D’autre part, les doléances des amicales et autres associations ont surtout tourné lors de la réunion autour des prix. En effet, au jour d’aujourd’hui et se référant à l’après Sousse, de l’avis général, il serait aberrant, voire suicidaire, de ne pas accorder au Tunisien les tarifs dont bénéficient le touriste. A ce titre, beaucoup de propositions ont fusé: au lieu de dépenser ses sous à l’étranger, pourquoi ne pas mettre sur le passeport du tunisien la somme en euro de son séjour hôtelier.
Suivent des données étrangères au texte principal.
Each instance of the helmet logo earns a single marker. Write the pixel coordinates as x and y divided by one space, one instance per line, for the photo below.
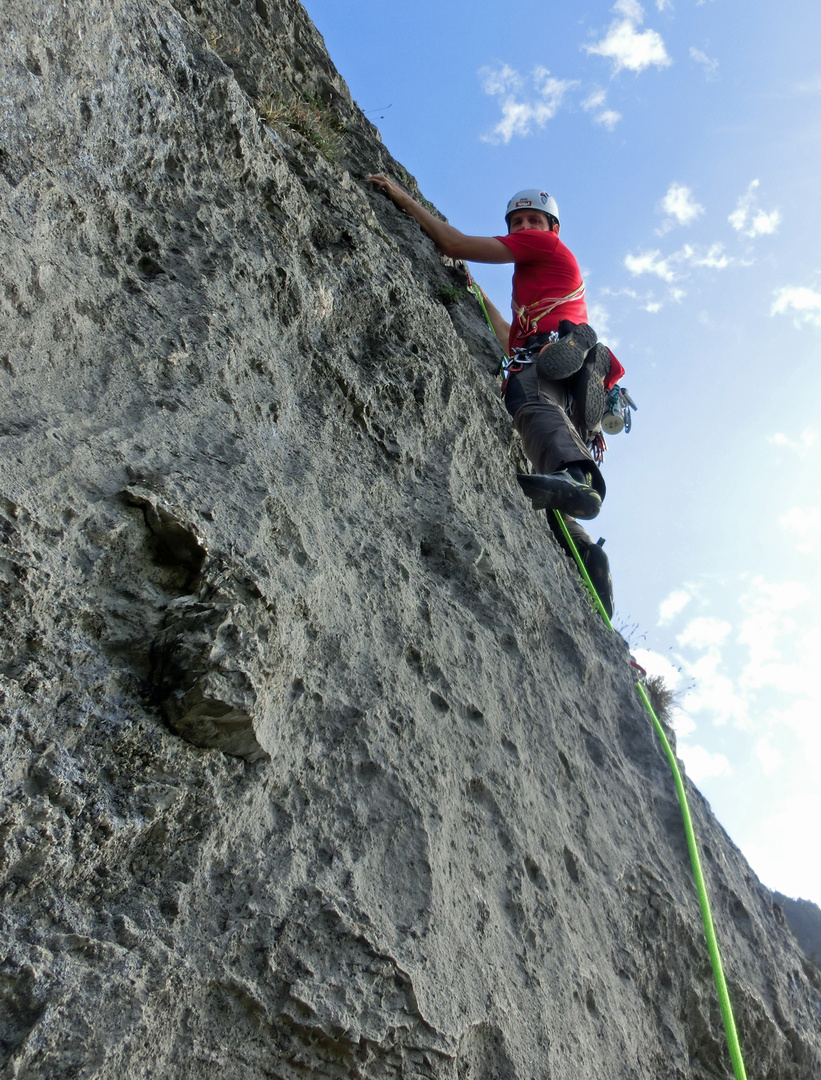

De cette manière, il paye le même tarif qu’un touriste ; recourir au chèque touristique (déjà mis en pratique lors de la Guerre du Golfe) ; baisser les prix des billets des liaisons internes (Djerba, Tabarka, etc.) ; améliorer les prestations de services; penser aux retraités comme le fait déjà l’Autriche avec le printemps des Autrichiens ; s’occuper et octroyer les mêmes services pour les jeunes partant en colonie et avoir un bon feedback pour que les parents fassent confiance et laissent leur enfant partir plus facilement ; redorer l’image de l’hôtelier aussi bien que du Tunisien qui se sent lésé dans son propre pays ; réformer la tarification pour que cette dernière soit par chambre et non plus par lit ; réviser le calendrier scolaire pour qu’il ne tombe pas systématiquement avec les pics d’affluence touristique ; les crédits de campagne accordés par les banques sont une solution pour avoir des prévisions quant à la saison à venir (chaque organisme passant par une agence de voyage demande tant de lits pour telle période) ; revoir les fondamentaux de l’infrastructure touristique ; acquérir le réflexe de passer par une agence de voyage ; faire en sorte que les hôtels, après les 30% de remise annoncée, s’alignent maintenant sur les prix des TO, etc.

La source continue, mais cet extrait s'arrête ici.